The 4.5-kilogram meteorite that slammed into a field in Banteay Meanchey province on Jan 24, 2005, was an omen of good luck, local villagers said at the time.
But more than a year later, the meteor is still being studied by scientists, and the villagers who gave it up are saying the government should reward them with money to hold ceremonies marking the meteorite’s arrival, which may also bring them some good luck.
“Villagers complain that the meteorite disappeared months ago and they do not know where it is,” said Yort Tray, deputy police chief of Thmar Pouk district. “They have asked for some funds from relevant officials for ceremonies in their village at the site where the meteorite dropped,” he said.
The Banteay Chhmar commune villagers have already held a few ceremonies around the small altar they built atop the 40-cm hole where the meteorite landed, dancing to both traditional and contemporary Cambodian music, Yort Tray said.
“It is a Khmer belief,” he added.
Minister of Industry, Mines and Energy Suy Sem said that the meteorite is being stored at his ministry but that no money is available to fund the villagers’ ceremonies.
“We have no such funding for meteorite ceremonies from the state,” Suy Sem said.
“If I had the ability, I would assist them. But I have helped fund canals and schools,” he said.
Two small pieces were cut from the meteorite and sent abroad for analysis in the US and Japan, but the ministry has not yet received the test results, Suy Sem said.

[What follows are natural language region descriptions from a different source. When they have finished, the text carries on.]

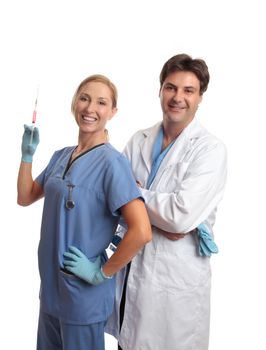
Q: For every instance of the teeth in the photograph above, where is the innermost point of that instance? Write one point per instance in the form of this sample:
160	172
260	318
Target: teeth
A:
89	119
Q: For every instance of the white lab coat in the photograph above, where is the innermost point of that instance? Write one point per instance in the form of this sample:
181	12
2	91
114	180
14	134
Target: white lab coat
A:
168	289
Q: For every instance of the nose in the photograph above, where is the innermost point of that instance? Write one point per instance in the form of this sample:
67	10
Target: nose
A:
178	95
90	106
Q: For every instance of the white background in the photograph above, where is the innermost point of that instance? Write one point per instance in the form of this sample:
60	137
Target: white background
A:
58	43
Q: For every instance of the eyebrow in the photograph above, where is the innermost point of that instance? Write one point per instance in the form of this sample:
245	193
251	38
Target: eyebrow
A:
191	87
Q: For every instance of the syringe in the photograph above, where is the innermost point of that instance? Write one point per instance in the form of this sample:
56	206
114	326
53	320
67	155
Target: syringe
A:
34	116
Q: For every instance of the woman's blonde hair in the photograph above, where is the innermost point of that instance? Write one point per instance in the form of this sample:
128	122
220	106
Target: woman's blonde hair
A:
96	78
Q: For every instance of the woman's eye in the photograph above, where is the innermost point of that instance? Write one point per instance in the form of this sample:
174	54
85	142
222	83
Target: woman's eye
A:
83	98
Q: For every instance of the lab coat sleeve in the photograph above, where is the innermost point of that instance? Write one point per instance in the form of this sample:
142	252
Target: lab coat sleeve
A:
200	191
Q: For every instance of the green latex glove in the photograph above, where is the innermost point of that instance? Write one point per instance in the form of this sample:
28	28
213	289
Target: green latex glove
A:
77	263
28	148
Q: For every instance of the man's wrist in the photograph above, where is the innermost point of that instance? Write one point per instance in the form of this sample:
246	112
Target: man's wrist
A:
104	275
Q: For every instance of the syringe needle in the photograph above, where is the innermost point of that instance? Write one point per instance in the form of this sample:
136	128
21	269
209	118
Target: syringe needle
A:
34	117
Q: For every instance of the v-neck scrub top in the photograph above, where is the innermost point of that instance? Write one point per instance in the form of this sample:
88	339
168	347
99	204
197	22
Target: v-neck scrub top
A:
103	183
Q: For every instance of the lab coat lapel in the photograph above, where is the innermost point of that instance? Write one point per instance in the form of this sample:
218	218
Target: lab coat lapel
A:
179	149
147	144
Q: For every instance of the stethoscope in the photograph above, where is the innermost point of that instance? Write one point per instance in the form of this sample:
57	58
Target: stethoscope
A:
70	204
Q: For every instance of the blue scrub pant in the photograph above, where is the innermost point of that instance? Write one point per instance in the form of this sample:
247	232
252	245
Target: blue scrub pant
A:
55	335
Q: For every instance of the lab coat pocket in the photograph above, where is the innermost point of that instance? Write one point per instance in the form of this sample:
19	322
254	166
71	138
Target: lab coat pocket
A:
180	270
172	177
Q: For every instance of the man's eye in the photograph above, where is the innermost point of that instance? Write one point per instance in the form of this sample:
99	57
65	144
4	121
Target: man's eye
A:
169	88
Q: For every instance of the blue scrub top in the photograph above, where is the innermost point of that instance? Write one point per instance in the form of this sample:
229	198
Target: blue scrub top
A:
103	183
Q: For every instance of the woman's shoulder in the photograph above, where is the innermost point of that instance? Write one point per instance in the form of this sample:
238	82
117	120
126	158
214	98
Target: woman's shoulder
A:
113	155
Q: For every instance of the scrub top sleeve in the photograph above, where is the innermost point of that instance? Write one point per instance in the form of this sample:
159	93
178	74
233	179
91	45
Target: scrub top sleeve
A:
120	185
43	175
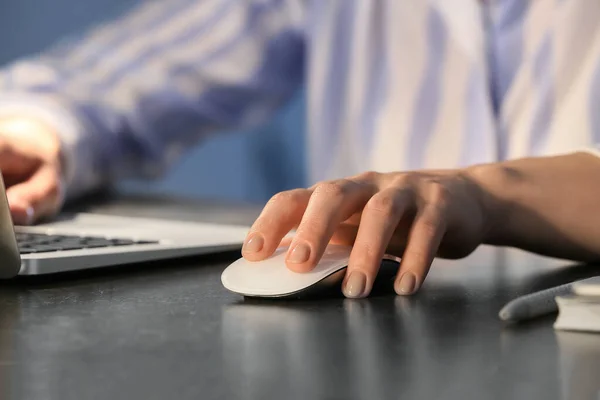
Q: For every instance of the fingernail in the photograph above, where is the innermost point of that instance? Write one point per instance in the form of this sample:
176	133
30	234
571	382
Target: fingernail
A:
300	254
29	212
254	244
355	285
407	284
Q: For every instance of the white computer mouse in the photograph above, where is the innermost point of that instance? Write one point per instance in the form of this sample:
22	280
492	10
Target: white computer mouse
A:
272	278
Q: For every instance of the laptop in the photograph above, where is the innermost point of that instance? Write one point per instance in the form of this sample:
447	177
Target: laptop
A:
81	241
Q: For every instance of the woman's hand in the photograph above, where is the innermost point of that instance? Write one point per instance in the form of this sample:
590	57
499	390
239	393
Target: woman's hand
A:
414	215
30	160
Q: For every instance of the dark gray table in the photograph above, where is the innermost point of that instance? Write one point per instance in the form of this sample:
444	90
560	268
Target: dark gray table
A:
169	330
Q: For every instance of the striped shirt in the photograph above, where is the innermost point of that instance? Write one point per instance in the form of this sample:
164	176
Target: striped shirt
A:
391	85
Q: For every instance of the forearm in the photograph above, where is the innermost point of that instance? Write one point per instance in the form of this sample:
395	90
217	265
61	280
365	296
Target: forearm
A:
547	205
188	68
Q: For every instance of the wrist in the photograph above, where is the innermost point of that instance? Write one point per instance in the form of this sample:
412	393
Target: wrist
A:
498	185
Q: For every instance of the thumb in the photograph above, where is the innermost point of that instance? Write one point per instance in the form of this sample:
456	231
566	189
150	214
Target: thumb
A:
39	196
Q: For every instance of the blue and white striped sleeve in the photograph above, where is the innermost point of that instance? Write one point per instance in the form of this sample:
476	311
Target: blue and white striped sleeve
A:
131	95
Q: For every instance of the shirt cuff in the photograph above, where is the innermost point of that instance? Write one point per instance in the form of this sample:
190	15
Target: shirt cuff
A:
75	143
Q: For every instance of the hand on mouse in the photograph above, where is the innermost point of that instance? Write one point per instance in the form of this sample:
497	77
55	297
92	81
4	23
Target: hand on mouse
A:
414	215
31	167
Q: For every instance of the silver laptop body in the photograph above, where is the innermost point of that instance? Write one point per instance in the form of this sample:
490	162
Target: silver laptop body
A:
83	241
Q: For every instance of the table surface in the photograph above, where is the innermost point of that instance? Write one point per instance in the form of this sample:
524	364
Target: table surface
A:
169	330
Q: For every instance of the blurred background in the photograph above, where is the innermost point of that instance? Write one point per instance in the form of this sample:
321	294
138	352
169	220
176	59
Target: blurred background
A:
248	166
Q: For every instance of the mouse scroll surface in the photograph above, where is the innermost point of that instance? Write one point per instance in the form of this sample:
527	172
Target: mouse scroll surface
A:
272	278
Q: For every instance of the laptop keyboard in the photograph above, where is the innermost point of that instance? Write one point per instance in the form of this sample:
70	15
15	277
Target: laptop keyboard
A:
30	243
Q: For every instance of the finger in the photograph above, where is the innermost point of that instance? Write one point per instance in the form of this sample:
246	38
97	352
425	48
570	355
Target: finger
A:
282	213
15	165
330	204
39	196
423	242
378	223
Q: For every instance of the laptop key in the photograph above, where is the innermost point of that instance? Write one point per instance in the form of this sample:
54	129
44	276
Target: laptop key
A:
44	248
122	242
27	250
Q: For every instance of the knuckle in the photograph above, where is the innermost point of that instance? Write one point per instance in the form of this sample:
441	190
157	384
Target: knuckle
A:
429	226
368	176
384	203
287	197
440	195
332	188
52	189
310	227
418	258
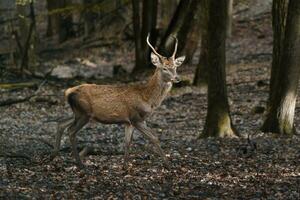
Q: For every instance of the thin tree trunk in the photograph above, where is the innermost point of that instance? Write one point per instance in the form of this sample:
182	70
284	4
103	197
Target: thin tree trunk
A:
218	121
141	31
179	27
58	24
137	32
194	34
279	14
280	116
88	15
148	26
229	18
201	73
26	42
167	9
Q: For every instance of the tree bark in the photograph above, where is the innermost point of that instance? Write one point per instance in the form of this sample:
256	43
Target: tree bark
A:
280	116
167	9
229	18
218	121
137	33
179	27
201	73
279	14
141	31
148	26
88	15
58	25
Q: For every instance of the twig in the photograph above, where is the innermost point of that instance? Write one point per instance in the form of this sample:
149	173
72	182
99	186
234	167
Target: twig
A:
15	155
41	140
14	101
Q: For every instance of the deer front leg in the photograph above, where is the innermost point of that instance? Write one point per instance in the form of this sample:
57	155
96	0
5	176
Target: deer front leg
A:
128	140
143	128
75	127
60	130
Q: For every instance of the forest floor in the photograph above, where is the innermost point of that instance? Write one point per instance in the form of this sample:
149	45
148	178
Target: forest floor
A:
200	168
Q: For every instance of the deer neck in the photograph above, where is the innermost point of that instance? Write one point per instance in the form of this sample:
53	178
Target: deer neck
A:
156	89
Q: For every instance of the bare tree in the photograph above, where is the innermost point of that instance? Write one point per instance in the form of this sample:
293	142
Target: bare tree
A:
218	121
142	27
180	26
201	73
280	116
58	22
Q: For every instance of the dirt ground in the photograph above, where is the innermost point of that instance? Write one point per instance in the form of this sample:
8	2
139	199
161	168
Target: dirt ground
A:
200	168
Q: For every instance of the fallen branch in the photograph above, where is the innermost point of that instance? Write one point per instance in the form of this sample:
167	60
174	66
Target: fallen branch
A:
18	85
11	101
41	140
15	155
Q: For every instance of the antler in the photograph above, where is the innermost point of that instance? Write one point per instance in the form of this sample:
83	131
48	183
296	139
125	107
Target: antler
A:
176	45
154	51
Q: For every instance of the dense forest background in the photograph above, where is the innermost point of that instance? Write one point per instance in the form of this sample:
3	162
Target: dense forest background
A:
229	128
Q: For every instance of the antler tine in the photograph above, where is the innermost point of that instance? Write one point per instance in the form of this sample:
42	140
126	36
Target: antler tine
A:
153	49
176	45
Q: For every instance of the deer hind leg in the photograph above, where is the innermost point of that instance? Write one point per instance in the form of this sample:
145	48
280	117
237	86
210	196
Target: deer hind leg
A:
146	131
60	130
128	140
74	128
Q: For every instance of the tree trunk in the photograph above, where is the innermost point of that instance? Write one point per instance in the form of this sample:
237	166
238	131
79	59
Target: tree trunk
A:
201	74
58	24
193	36
148	26
137	33
280	116
167	9
27	41
218	121
279	14
179	26
88	15
229	18
141	31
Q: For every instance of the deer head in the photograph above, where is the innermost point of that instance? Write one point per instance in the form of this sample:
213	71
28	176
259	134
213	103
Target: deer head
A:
167	66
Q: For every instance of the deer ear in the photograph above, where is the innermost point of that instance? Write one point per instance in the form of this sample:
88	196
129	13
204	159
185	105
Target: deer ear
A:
155	59
179	61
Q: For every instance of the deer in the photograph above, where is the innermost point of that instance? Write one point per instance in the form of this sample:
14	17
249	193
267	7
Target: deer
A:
130	105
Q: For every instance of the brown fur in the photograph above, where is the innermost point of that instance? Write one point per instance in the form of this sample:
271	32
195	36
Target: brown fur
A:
125	104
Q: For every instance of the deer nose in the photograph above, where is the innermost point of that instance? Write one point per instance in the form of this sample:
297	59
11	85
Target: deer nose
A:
176	79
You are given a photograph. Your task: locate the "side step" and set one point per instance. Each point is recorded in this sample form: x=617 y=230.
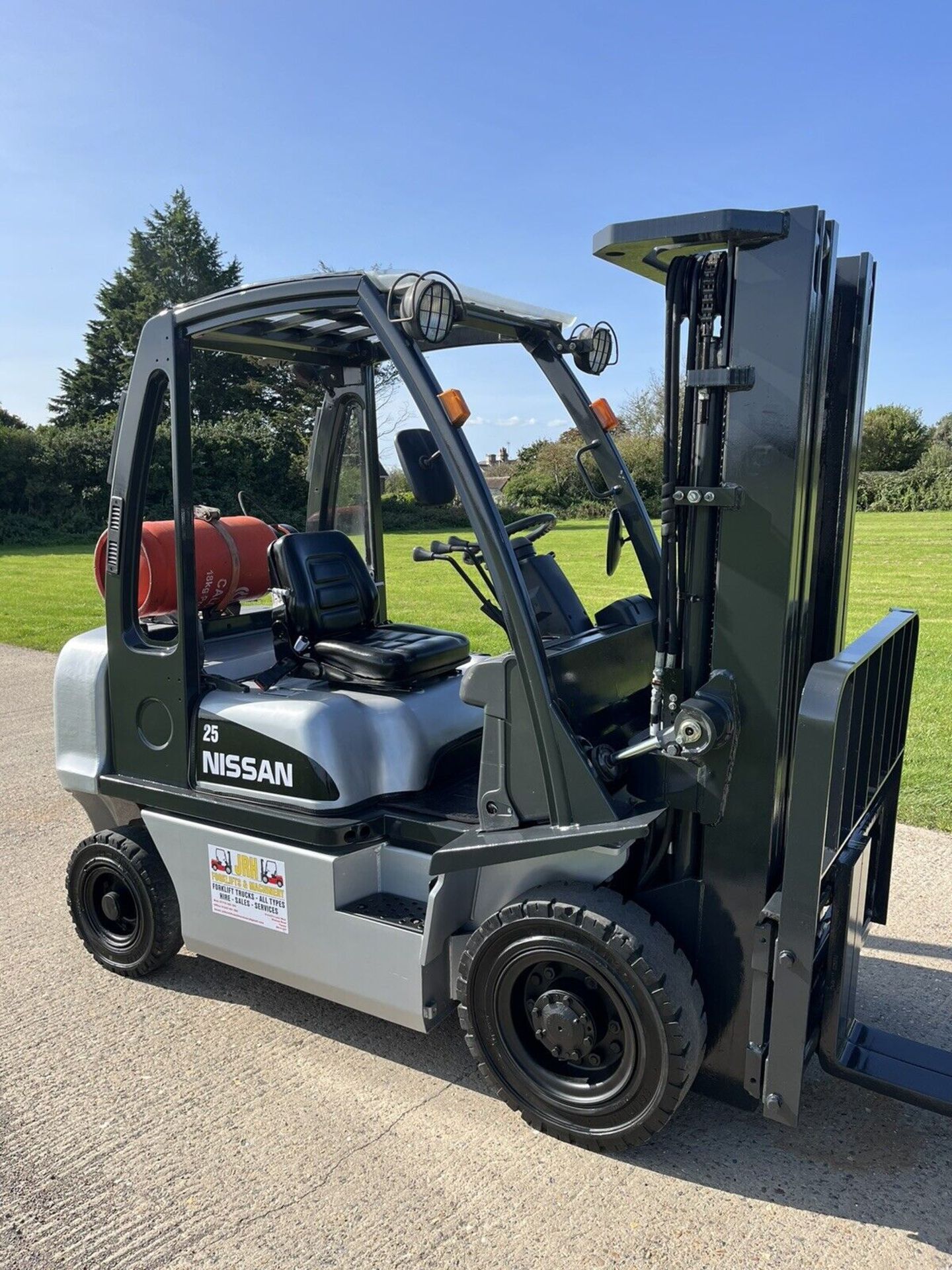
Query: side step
x=393 y=910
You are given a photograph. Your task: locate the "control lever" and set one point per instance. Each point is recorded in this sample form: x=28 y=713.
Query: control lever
x=444 y=552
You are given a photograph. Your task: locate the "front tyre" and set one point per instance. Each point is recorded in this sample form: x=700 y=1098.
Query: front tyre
x=122 y=902
x=582 y=1015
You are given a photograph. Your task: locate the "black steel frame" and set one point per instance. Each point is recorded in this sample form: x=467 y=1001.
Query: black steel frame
x=339 y=323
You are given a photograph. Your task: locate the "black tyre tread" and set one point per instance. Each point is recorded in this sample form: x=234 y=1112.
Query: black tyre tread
x=134 y=842
x=643 y=943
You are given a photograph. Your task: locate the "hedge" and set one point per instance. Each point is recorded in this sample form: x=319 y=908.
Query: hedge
x=920 y=489
x=52 y=480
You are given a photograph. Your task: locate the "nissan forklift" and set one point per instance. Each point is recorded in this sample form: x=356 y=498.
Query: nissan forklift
x=639 y=847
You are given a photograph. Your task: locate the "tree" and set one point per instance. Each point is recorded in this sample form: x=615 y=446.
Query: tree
x=894 y=439
x=942 y=432
x=643 y=413
x=8 y=419
x=173 y=259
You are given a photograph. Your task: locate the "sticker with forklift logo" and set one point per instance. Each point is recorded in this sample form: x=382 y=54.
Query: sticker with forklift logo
x=249 y=888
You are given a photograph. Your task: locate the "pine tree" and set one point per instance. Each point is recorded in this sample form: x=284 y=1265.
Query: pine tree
x=173 y=259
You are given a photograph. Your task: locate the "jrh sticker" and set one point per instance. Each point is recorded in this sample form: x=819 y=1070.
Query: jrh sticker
x=249 y=888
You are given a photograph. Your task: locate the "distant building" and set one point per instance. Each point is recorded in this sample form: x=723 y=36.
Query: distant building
x=496 y=469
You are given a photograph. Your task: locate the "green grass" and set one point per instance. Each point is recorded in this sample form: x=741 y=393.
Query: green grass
x=48 y=595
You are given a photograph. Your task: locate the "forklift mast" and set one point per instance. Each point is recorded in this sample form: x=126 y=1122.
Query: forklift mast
x=763 y=422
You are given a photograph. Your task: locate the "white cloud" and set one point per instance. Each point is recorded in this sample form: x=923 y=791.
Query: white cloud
x=516 y=421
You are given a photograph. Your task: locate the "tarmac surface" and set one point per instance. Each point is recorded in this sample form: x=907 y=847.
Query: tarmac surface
x=206 y=1118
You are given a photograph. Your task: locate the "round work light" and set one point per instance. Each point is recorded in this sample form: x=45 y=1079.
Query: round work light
x=597 y=349
x=429 y=308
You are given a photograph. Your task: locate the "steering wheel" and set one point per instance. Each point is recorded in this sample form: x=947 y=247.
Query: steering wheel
x=532 y=527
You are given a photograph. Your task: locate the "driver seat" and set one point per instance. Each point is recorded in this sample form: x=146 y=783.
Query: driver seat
x=331 y=618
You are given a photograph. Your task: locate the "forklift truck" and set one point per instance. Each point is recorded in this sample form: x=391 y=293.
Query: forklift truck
x=639 y=847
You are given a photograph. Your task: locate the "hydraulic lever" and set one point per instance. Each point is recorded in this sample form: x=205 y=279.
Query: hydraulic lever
x=444 y=552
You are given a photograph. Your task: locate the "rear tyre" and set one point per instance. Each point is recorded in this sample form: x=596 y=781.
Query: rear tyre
x=582 y=1015
x=122 y=902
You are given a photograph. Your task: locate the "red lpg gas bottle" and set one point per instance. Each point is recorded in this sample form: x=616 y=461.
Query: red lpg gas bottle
x=231 y=563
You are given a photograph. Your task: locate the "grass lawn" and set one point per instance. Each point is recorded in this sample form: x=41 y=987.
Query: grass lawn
x=48 y=595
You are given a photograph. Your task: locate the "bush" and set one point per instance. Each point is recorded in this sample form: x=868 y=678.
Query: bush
x=54 y=479
x=547 y=476
x=923 y=489
x=403 y=512
x=894 y=439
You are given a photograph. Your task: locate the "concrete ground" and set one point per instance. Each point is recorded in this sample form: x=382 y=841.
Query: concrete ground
x=208 y=1118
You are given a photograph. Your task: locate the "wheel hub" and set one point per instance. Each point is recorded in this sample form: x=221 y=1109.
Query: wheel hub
x=563 y=1025
x=112 y=906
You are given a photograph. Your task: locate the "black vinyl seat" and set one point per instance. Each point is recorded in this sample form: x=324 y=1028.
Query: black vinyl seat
x=331 y=618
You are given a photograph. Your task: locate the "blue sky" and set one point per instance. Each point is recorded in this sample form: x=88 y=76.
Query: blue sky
x=488 y=140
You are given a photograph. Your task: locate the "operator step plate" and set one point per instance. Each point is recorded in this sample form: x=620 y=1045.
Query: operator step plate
x=393 y=910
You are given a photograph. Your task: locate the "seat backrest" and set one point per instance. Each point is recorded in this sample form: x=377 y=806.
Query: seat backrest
x=329 y=588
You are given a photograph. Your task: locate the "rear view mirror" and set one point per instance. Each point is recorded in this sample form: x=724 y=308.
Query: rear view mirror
x=616 y=541
x=424 y=468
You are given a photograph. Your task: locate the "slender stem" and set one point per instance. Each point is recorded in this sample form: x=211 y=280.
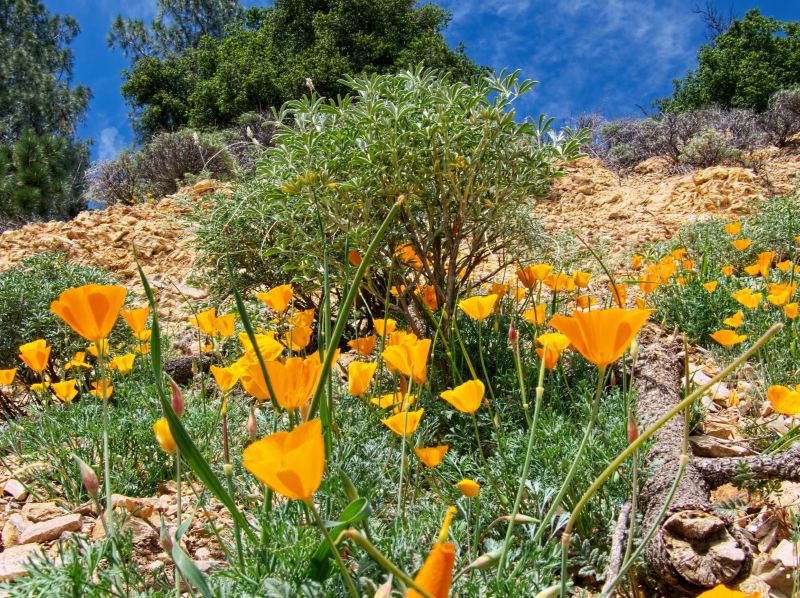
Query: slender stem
x=351 y=588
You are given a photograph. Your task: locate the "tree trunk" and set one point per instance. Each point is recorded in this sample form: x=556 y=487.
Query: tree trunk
x=694 y=548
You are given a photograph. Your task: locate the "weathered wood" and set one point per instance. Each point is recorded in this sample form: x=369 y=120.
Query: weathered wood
x=694 y=548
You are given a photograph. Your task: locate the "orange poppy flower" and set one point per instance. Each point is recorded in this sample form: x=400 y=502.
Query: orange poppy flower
x=784 y=400
x=226 y=378
x=290 y=463
x=466 y=397
x=529 y=275
x=90 y=310
x=602 y=335
x=35 y=354
x=277 y=298
x=469 y=488
x=359 y=377
x=364 y=345
x=477 y=307
x=411 y=360
x=164 y=435
x=742 y=244
x=384 y=327
x=7 y=376
x=728 y=338
x=432 y=456
x=405 y=422
x=65 y=391
x=136 y=318
x=554 y=343
x=436 y=574
x=735 y=320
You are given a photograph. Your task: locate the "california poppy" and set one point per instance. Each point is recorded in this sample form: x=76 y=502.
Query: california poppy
x=432 y=456
x=436 y=574
x=405 y=422
x=164 y=435
x=554 y=343
x=478 y=307
x=65 y=391
x=35 y=354
x=784 y=400
x=466 y=397
x=290 y=463
x=277 y=298
x=411 y=360
x=601 y=335
x=360 y=377
x=364 y=345
x=90 y=310
x=728 y=338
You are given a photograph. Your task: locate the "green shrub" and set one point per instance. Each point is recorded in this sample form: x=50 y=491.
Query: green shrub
x=26 y=293
x=469 y=172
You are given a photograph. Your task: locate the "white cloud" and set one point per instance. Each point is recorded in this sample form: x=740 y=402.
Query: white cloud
x=110 y=144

“It is not a gift,” he added. “It is from the sky and it is of nature.”
Chhim Bunny, governor of Thmar Pouk district, said he had not heard of the people’s request for ceremony funding.
But though he was sympathetic to the villagers’ request, the district government can’t provide for the ceremonies either, Chhim Bunny said.
“If they ask me for help, I will send the request to my superiors,” he said. “I have no money for this.”